Speaking to Savannahnews in an interview after a programme by the Heart-To-Heart (H2H) campaign tour group from the Ghana AIDS Commission in Tamale, he said it was unlawful and an affront on the basic human rights of PLHIV anywhere in the country to be relieved of their jobs.

“If anybody loses his/her job because his/her employer found out that he/she has HIV, the person should come and complain to me,” he beckoned, adding “We [HIV Focal Persons] are there because of them. I will take it up seriously and make sure that the person is reinstated. It’s a crime and an abuse of one’s human right to be sacked because of HIV”, Mr. Musah maintained.

The H2H group who are also HIV Ambassadors is currently touring the whole nation to educate the populace on the Human Immunodeficiency Virus and how they could live positive lifestyles without acquiring it, citing abstinence from sex, avoid sharing sharp objects such as blades, needles among others with other people and using condom when having sex with an unknown partner for the first time. 

Furthermore, the group of four beautiful and handsome energetic young women and a man of God who have been living with the virus for about a decade now, would also encourage people to regularly go for HIV test and also support those who have contracted the virus to seek treatment at government hospitals.

For his part, Secretary to the National Association of Persons Living With HIV (NAP+) Northern Regional chapter Langa Amadu, complained that of the over 790 members of the group, about 85 percent mostly women are unemployed. 

According to him, considering the fact that they have to eat before taking their medication, it would be imperative for government to find members some jobs to do so that at the end of the month they can earn some income in order to cater for themselves.

Mr. Langa appealed to the government to consider engaging them under the sanitation module of the National Youth Employment Programme, otherwise hardship could force some of their members to go into prostitution to seek livelihood.

He also asked the government to speed up with the process of including the antiretroviral drugs in the National Health Insurance Scheme (NHIS) Drug List, because most PLHIV still could not afford the GH¢5.00 a month for the drugs.

Meanwhile, Reverend John Azumah, a member of the H2H called on religious and traditional leaders across the country to support the work of the group by also spreading the message about HIV to their followers.

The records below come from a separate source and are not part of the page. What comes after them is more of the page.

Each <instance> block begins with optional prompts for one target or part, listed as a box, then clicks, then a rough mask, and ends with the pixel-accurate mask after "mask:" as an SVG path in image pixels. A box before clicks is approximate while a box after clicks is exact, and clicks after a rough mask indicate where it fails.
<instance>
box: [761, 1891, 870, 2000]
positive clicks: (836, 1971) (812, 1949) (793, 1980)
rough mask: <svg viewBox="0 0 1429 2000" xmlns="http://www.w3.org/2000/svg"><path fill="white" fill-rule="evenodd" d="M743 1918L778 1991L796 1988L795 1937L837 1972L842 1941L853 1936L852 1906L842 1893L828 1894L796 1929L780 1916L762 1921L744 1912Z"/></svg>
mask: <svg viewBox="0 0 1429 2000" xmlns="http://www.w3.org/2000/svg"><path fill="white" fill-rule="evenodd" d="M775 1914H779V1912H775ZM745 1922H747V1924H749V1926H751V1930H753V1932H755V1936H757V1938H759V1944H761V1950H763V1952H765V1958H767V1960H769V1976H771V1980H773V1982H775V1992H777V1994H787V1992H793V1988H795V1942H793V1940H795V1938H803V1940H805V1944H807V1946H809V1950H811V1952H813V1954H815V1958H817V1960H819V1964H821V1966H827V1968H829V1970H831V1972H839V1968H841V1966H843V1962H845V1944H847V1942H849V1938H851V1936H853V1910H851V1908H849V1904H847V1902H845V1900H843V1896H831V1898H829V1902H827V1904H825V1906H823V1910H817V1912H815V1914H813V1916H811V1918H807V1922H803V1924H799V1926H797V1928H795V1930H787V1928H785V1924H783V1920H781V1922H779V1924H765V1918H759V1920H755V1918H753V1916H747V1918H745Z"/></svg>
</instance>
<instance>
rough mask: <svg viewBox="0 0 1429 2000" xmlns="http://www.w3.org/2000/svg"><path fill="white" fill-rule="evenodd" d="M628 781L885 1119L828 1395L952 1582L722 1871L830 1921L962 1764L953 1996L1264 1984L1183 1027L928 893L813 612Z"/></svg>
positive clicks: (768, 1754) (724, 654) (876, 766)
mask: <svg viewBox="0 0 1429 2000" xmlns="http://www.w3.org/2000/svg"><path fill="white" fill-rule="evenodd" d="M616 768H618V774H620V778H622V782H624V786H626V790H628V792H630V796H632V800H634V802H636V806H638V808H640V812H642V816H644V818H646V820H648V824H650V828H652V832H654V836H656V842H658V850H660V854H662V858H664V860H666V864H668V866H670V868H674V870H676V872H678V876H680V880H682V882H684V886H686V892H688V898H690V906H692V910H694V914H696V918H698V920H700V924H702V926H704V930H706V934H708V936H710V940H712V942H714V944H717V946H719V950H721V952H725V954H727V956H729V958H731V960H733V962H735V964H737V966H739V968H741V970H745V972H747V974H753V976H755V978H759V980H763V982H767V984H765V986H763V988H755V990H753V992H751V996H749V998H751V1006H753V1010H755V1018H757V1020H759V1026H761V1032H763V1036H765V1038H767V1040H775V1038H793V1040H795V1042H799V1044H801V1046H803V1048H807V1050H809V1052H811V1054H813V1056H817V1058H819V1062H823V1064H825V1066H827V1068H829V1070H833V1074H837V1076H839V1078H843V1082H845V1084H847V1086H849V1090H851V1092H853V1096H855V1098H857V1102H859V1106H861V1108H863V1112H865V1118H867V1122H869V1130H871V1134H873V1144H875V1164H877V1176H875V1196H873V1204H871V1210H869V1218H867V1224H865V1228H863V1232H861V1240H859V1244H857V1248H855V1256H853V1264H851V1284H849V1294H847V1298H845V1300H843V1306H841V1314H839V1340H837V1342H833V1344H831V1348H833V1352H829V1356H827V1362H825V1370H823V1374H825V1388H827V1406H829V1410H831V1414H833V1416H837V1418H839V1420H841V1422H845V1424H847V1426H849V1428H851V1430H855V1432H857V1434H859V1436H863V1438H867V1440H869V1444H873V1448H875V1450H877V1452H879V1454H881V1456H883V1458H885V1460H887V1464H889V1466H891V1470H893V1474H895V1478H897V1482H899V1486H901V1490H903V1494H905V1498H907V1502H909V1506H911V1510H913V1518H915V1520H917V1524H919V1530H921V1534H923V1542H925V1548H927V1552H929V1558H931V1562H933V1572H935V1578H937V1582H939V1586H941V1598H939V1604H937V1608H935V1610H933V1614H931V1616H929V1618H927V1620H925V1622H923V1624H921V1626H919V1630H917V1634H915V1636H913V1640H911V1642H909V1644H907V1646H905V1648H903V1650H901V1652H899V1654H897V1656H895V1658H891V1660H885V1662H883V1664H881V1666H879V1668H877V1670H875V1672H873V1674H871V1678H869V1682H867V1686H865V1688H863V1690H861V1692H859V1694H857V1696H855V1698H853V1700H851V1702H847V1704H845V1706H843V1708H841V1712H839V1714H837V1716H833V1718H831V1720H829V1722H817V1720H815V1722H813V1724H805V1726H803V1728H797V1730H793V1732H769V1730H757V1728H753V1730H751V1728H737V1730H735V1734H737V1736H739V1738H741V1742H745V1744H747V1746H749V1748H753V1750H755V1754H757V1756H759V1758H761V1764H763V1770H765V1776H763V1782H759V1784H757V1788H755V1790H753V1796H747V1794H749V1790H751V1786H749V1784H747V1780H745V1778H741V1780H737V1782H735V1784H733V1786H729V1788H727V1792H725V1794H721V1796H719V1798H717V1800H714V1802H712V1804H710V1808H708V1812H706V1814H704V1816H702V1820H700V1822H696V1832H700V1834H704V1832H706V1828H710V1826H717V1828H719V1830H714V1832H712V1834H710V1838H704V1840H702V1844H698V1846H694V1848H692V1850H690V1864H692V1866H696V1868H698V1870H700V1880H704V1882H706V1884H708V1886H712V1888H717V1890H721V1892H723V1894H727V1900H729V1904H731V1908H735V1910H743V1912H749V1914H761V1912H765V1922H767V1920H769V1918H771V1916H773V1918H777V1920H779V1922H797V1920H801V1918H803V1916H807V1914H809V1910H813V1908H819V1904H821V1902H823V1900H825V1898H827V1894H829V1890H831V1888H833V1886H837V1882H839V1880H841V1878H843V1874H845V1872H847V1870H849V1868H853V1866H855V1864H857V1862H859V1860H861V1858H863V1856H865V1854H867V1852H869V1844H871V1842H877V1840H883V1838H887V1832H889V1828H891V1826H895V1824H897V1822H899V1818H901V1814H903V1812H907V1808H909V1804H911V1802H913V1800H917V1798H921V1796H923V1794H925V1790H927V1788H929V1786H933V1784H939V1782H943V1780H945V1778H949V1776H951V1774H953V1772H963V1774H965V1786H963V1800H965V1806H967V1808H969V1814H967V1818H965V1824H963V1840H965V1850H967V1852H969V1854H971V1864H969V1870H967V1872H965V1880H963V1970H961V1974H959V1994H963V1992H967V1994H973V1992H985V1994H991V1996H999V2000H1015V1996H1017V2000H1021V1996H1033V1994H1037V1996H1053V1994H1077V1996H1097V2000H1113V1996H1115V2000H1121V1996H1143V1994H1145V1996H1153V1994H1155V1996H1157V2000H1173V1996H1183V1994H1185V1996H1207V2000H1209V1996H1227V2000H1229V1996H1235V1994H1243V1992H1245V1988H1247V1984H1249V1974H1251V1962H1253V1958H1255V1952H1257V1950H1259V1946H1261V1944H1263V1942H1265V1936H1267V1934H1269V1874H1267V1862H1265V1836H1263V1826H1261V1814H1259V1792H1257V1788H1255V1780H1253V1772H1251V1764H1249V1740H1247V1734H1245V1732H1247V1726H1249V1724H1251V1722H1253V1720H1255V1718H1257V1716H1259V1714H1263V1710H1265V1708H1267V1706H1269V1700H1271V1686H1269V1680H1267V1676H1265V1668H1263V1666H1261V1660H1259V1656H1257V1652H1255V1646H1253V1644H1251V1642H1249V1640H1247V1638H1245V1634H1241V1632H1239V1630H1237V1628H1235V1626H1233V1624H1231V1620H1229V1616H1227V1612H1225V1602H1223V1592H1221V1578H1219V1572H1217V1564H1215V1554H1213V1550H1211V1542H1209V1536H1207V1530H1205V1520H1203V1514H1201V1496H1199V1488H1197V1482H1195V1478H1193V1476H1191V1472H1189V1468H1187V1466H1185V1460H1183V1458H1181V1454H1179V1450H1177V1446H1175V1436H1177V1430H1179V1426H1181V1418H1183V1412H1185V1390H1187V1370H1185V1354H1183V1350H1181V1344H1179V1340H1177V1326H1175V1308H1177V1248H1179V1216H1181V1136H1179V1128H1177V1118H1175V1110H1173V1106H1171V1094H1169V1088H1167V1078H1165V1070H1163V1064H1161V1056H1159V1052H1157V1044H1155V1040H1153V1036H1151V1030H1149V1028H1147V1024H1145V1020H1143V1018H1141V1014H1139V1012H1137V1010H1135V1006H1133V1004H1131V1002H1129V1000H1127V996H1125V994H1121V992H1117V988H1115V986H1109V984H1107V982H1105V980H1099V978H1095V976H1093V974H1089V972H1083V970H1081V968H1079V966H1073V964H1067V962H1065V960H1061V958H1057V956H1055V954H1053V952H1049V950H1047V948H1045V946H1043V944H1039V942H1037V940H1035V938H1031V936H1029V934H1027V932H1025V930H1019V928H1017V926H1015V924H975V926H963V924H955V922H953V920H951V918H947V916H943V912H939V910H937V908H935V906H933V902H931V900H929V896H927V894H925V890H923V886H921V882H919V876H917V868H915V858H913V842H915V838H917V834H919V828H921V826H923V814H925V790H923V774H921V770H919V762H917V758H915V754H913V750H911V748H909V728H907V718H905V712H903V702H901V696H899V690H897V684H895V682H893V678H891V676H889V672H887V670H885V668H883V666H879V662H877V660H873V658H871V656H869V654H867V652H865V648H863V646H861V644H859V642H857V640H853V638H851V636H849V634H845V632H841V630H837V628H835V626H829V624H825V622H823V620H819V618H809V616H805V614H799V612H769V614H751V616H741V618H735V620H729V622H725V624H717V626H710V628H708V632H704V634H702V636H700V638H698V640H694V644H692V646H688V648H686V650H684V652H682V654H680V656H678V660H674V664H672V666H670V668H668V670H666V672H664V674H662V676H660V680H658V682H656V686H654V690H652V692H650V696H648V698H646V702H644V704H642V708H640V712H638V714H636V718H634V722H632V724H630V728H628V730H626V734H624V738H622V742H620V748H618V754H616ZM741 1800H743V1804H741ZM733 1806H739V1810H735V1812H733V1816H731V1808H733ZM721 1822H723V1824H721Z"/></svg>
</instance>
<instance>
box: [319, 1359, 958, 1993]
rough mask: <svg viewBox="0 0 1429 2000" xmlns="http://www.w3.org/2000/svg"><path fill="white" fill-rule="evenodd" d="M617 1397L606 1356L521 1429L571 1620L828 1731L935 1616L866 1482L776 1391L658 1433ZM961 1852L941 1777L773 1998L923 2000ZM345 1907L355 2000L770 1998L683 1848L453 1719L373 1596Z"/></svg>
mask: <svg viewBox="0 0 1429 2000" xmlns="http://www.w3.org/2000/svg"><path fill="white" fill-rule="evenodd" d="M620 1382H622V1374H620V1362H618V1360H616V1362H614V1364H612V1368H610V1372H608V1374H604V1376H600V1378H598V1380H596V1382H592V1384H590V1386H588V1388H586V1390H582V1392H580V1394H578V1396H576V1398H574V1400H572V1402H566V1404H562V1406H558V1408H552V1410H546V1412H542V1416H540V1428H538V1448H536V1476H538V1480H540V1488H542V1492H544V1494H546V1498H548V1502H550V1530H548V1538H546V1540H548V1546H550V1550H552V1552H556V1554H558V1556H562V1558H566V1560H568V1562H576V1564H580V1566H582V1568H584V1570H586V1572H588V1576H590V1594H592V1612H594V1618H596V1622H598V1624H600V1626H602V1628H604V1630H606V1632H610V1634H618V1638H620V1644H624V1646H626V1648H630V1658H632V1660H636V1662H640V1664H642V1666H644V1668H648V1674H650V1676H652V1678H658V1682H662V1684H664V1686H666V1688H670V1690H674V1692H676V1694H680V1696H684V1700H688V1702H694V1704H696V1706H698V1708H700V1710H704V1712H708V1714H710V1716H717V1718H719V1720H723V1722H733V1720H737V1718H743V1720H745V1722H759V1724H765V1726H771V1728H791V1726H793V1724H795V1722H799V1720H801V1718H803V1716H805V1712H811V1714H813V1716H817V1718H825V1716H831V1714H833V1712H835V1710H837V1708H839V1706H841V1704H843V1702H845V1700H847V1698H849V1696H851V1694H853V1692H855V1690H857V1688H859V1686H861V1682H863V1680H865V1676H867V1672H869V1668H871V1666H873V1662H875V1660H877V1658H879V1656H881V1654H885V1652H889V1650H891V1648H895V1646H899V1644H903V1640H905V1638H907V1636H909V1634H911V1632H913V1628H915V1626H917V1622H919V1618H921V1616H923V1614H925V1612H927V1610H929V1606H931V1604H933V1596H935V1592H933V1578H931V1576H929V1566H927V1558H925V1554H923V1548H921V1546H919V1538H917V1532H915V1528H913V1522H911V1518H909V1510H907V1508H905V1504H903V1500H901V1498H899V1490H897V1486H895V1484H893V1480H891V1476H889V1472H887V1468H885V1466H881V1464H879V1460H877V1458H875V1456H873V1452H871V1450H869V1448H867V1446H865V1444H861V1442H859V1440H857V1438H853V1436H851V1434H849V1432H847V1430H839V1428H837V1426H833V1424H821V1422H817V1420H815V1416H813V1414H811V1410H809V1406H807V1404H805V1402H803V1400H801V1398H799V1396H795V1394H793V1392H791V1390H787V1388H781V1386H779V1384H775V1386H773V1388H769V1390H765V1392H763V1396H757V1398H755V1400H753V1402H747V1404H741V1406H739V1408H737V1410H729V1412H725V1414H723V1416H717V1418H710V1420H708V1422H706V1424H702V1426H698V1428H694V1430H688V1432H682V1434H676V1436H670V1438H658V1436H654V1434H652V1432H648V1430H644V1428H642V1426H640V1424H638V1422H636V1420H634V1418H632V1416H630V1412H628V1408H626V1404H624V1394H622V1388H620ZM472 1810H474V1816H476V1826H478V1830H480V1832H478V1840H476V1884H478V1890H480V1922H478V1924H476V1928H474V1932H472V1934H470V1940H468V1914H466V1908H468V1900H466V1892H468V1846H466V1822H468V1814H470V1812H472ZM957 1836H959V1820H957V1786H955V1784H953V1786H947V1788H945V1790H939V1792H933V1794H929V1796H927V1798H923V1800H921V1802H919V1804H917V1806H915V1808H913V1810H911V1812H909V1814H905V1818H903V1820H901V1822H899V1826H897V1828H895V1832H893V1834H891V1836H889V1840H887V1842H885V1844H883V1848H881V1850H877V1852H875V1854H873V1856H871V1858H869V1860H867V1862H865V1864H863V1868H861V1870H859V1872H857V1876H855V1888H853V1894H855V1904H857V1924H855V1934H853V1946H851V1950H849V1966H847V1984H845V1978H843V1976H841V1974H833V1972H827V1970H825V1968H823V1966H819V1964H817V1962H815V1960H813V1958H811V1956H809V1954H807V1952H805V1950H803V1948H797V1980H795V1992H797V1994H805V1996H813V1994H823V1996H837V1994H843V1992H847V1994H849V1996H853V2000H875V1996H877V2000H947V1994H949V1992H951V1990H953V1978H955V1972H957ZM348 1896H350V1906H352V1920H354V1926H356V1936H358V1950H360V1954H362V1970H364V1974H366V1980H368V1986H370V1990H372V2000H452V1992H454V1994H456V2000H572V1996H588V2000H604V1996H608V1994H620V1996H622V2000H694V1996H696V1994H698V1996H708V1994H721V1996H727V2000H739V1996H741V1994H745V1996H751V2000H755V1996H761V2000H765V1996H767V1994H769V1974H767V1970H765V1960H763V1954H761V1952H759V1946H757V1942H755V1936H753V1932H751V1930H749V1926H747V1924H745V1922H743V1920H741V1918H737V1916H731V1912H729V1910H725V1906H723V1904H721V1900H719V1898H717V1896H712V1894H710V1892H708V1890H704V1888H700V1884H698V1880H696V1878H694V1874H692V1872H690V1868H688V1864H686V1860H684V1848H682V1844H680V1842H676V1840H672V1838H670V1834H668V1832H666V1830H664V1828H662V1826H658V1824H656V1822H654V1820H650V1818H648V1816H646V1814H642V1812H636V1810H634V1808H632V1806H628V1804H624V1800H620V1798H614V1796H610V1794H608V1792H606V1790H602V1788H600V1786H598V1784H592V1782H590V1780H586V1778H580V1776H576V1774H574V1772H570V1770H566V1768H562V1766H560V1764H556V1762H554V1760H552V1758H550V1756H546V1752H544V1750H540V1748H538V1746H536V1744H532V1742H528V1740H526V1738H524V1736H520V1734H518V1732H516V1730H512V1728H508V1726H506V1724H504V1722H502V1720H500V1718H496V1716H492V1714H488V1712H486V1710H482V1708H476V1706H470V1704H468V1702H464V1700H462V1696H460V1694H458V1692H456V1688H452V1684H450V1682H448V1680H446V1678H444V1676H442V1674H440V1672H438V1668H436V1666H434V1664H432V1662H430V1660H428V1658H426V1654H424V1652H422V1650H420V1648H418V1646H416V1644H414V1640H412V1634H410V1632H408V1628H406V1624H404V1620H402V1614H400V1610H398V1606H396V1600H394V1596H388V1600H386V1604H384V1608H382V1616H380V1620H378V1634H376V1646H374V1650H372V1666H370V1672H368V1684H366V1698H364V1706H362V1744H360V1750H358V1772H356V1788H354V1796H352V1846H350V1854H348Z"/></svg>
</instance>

According to him, HIV is not a spiritual disease as some men of God belief and asked those [men of God] who have been discouraging or preventing their congregation from going to hospital to seek medication to stop.

Some of those men of God who stand on the pulpit and tell their church members to fast for God to heal them of the virus, he said, also have the HIV. “I am their chairman. They accuse me of being a disgrace to the Christian community in the country just because I have disclosed my status to the general public. However, when they need the drugs, they come to me to get some for them. This is hypocrisy”, Rev. Azumah decried.